Aidan Hayes doubts that the physician’s conscience alone justifies a refusal to provide treatment.
In the wake of the Supreme Court of Canada’s recent decision to strike down the nation’s law against “physician-assisted dying,” the Canadian Medical Association has urged that “physician[s] should not be compelled to participate in medical aid in dying.” Instead, the Canadian Medical Association suggests that physicians should be able to “follow their conscience.”
Similarly, statutes known as “conscience clauses,” which shield physicians and/or hospitals from the obligation to provide abortions or other controversial interventions, exist in most U.S. states. Similar clauses have been proposed in Canada both federally and provincially. Such clauses reflect the belief that individuals should not be obligated to act contrary to what their moral or religious conscience dictates.
But, while I agree there must be some standard that establishes when a physician may refuse to provide treatment on ethical grounds, conscience is too weak a standard. To enshrine conscience as such misunderstands the role that it plays in our moral reasoning, and thus squanders an opportunity for serious deliberation about values.
While conscience may be what initially leads us to believe that something is wrong, it is rarely, if ever, what actually makes something wrong.
Imagine that I am a physician, whose terminally ill patient requests that I assist them in dying. My conscience tells me that suicide is wrong, and thus I refuse the request (we shall leave aside the question of what next step this might entail). If the patient were to ask why assisted suicide is wrong, they would not be satisfied with “because it is offensive to my conscience.” They would expect an appeal to reasons (and reason!).

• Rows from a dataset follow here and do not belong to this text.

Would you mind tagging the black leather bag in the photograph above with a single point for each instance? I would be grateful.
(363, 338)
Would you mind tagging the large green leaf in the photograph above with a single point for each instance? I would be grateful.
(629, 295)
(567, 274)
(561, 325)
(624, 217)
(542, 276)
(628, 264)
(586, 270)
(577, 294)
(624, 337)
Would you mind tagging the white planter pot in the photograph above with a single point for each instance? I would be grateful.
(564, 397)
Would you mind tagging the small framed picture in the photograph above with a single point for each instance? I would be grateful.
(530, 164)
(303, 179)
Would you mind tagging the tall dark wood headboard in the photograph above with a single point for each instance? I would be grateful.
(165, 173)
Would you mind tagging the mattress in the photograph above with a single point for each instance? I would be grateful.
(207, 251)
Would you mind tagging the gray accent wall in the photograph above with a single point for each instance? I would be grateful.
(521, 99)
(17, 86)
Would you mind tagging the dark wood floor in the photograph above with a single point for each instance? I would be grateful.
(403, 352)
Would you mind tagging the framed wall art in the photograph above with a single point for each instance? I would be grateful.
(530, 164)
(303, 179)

It would be very odd for me to believe that my conscience was not in some way motivated by facts about the world that might be persuasive to others who do not share my instinctive aversion.
Should a physician sincerely believe that assisted suicide is wrong, it is not unreasonable to ask where this belief sits within the greater framework of their values. Is it compatible with a commitment to patient autonomy? Whose interest do they believe their refusal serves?
To ask for answers to difficult questions like these is not to doubt the capacity of the physician to provide them. It is to express faith in their ability to continually question and revise (or even strengthen!) their own sense of what is ethical.
My claim is thus not that physicians should ignore what their conscience tells them. Instead, my claim is that conscience alone cannot be relied upon to answer contentious moral questions, in bioethics or elsewhere.
Our physicians and also our other health care providers, such as nurses and pharmacists, can do better than to take their own aversions and inclinations as the endpoints of ethical practice in health care.
Patients deserve the knowledge that, when physicians (or other health care providers) refuse to provide treatment, the refusal is grounded in well-considered moral judgments. If we fail to ask objectors to go any further than to consult their own intuitions about ethics, then we stop the process of moral deliberation in its infancy.
Although we are answerable to our own consciences, we are also answerable to others.
Aidan Hayes is a teaching assistant in the Department of Philosophy and a writing tutor at the Writing Centre at Dalhousie University.